Razzia in Oberrasen
Die Carabinieri-Sondereinheit NAS führte am Samstag am Rande des Biathlon-Weltcups in Antholz eine Antidoping-Razzia durch. Das Ziel: Eine Unterkunft, in der das Team Kasachstans untergebracht war. Das Ergebnis: Negativ.
Von Thomas Vikoler
Die Ermittler der Carabinieri-Sondereinheit kamen in erheblicher Zahl und waren auf der Spur eines potentiellen Dopingskandals im Biathlon-Sport. Und das wenige Wochen vor den Olympischen Spielen in Pyeongchang. Die Beamten der in Trient stationierten Gesundheitsabteilung NAS waren ausgestattet mit einem Durchsuchungsbefehl der Staatsanwaltschaft Bozen und trafen am Samstagvormittag in Oberrasen, Gemeinde Rasen-Antholz auf.
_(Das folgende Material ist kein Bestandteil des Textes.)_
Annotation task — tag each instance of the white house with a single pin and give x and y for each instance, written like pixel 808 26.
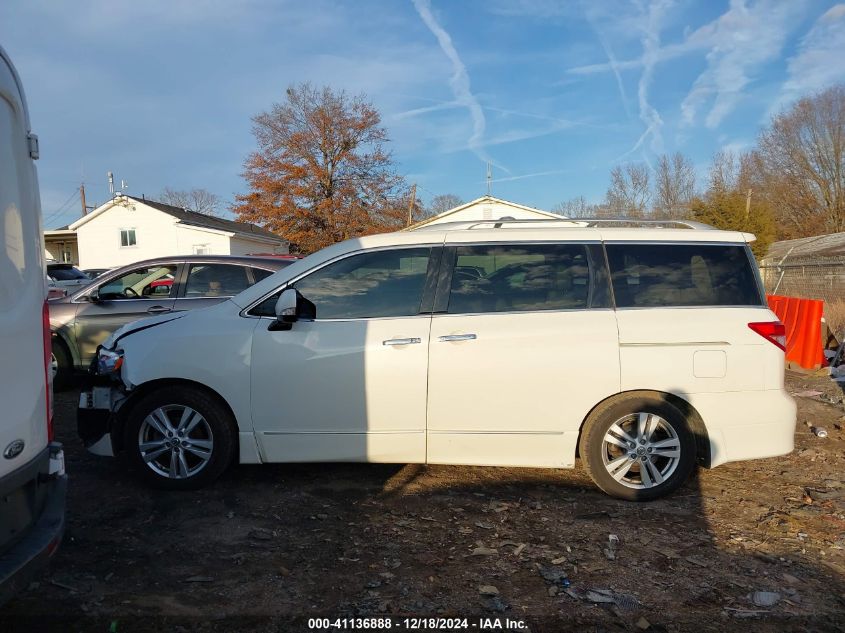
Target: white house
pixel 60 245
pixel 127 229
pixel 488 208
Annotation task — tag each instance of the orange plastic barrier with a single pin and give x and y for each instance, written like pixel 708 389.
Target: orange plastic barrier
pixel 803 321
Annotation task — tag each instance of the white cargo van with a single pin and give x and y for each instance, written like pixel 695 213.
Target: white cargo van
pixel 32 479
pixel 644 350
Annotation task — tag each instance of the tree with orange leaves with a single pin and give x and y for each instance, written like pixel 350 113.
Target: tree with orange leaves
pixel 321 173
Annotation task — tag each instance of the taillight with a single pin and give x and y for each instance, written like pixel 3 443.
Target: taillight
pixel 48 367
pixel 773 331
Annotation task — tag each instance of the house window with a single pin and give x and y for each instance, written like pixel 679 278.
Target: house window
pixel 127 237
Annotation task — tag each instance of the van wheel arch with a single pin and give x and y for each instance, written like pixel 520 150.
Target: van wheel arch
pixel 694 419
pixel 119 423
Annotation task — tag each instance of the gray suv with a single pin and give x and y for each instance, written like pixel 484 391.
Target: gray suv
pixel 84 319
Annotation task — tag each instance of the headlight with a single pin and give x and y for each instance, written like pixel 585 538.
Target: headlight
pixel 109 362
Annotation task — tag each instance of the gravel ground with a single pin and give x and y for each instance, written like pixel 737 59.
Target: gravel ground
pixel 268 546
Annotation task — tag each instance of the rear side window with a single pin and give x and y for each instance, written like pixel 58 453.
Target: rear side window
pixel 522 278
pixel 216 280
pixel 678 275
pixel 65 273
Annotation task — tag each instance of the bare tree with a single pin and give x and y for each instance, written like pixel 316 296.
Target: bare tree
pixel 802 158
pixel 443 202
pixel 630 191
pixel 322 172
pixel 577 207
pixel 674 186
pixel 199 200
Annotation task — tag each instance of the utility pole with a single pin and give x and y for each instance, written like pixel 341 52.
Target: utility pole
pixel 411 203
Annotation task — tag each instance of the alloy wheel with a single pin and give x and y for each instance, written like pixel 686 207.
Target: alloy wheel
pixel 641 450
pixel 175 441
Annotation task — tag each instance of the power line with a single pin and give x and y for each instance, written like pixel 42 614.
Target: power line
pixel 63 208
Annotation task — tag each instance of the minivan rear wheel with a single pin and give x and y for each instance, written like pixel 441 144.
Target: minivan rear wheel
pixel 179 438
pixel 639 447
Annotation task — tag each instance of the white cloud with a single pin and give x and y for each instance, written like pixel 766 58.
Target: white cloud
pixel 742 41
pixel 460 79
pixel 611 56
pixel 818 63
pixel 651 55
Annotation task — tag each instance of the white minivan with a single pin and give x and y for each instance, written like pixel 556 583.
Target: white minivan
pixel 32 480
pixel 642 349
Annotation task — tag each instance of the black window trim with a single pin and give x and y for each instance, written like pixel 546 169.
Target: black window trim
pixel 441 303
pixel 105 278
pixel 432 271
pixel 183 280
pixel 744 245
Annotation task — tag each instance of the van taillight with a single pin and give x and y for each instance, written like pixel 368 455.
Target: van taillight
pixel 48 367
pixel 773 331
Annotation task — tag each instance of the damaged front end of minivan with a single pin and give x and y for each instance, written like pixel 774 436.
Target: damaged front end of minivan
pixel 105 389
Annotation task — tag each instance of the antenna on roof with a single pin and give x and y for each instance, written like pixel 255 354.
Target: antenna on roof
pixel 489 177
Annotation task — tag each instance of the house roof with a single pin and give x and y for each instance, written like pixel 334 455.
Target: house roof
pixel 207 221
pixel 191 218
pixel 482 200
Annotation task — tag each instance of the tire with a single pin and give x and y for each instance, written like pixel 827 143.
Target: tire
pixel 664 447
pixel 62 365
pixel 192 460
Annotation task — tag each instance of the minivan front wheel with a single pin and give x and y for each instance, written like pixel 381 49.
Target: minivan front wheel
pixel 179 438
pixel 60 364
pixel 638 448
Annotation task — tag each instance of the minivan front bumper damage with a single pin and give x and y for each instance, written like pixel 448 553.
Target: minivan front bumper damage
pixel 95 418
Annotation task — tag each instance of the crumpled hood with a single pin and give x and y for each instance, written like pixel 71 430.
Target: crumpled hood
pixel 141 324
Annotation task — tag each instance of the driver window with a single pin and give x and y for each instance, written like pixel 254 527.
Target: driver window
pixel 151 282
pixel 370 285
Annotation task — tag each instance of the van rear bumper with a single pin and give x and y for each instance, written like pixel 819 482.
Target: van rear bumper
pixel 747 424
pixel 28 555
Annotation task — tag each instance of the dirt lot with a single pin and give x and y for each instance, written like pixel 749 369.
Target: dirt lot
pixel 269 544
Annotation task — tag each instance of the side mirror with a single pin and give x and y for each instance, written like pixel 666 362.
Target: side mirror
pixel 290 307
pixel 286 307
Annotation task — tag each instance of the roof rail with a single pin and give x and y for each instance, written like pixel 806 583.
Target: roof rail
pixel 575 222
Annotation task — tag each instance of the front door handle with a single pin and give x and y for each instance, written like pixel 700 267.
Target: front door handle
pixel 457 337
pixel 402 341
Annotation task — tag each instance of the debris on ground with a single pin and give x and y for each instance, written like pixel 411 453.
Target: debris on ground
pixel 765 598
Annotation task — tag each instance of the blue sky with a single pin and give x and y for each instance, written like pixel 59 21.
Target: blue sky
pixel 554 94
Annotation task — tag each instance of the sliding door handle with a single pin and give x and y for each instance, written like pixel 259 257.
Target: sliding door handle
pixel 457 337
pixel 402 341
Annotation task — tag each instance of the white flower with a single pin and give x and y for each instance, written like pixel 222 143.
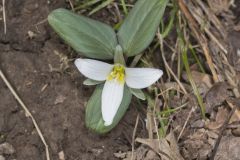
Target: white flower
pixel 115 76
Ihr Ziel: Das Residence Montana, wo das Team Kasachstans untergebracht war. Athleten, Betreuer, Trainer. Insgesamt 21 Personen, deren Namen allesamt auf dem Durchsuchungsbefehl angeführt sind. Gegen sie ermittelt die Staatsanwaltschaft formell wegen eines möglichen Verstoßes gegen das strenge italienische Antidoping-Gesetz aus dem Jahre 2000.
Die Durchsuchung in der Pension in Oberrasen dauerte mehrere Stunden und fand am Rande des viertägigen Biathlon-Weltcups in Antholz statt. Die gesamte Biathlon-Welt war dort versammelt, wie erwartet auch das Team aus Kasachstan, das nicht zu den stärksten Nationen beim Wettkampf zwischen Loipe und Schießstand gehört.
Der Internationale Biathlon-Verband IBU stand jahrelang im Verdacht, nicht genug gegen das Doping zu unternehmen. In dieser Saison verschärfte die Internationale Biathlon Union ihre Bemühungen gegen die Verwendung von verbotenen leistungssteigernden Substanzen.
In diesem Zusammenhang ist die Razzia in Oberrasen am Rande des Biathlon-Wettkampfs zu sehen. Den die Anzeige, welche zur Einleitung eines Strafverfahren gegen 21 Mitglieder des Teams Kasachstan führte, kommt vom Anwalt des Weltverbandes IBU.
Dieser ist nach Informationen der TAGESZEITUNG von der Staatsanwaltschaft Innsbruck auf ein potentielles Dopingvergehen hingewiesen worden.
Gesucht haben die NAS-Beamten in der Unterkunft der kasachischen Delegation nach zwei auf der Dopingliste stehende Substanzen: Erstens Nikathamid, ein Psychostimulans, das eine Stimulation des Atems und Kreislaufs bewirkt. Der bekannteste Dopingfall mit dem Einsatz Nikethamid. Die frühere amerikanische Sprint-Weltmeisterin Torri Edwards wurde 2004 der Einnahme von Nikethamid überführt und für zwei Jahre gesperrt.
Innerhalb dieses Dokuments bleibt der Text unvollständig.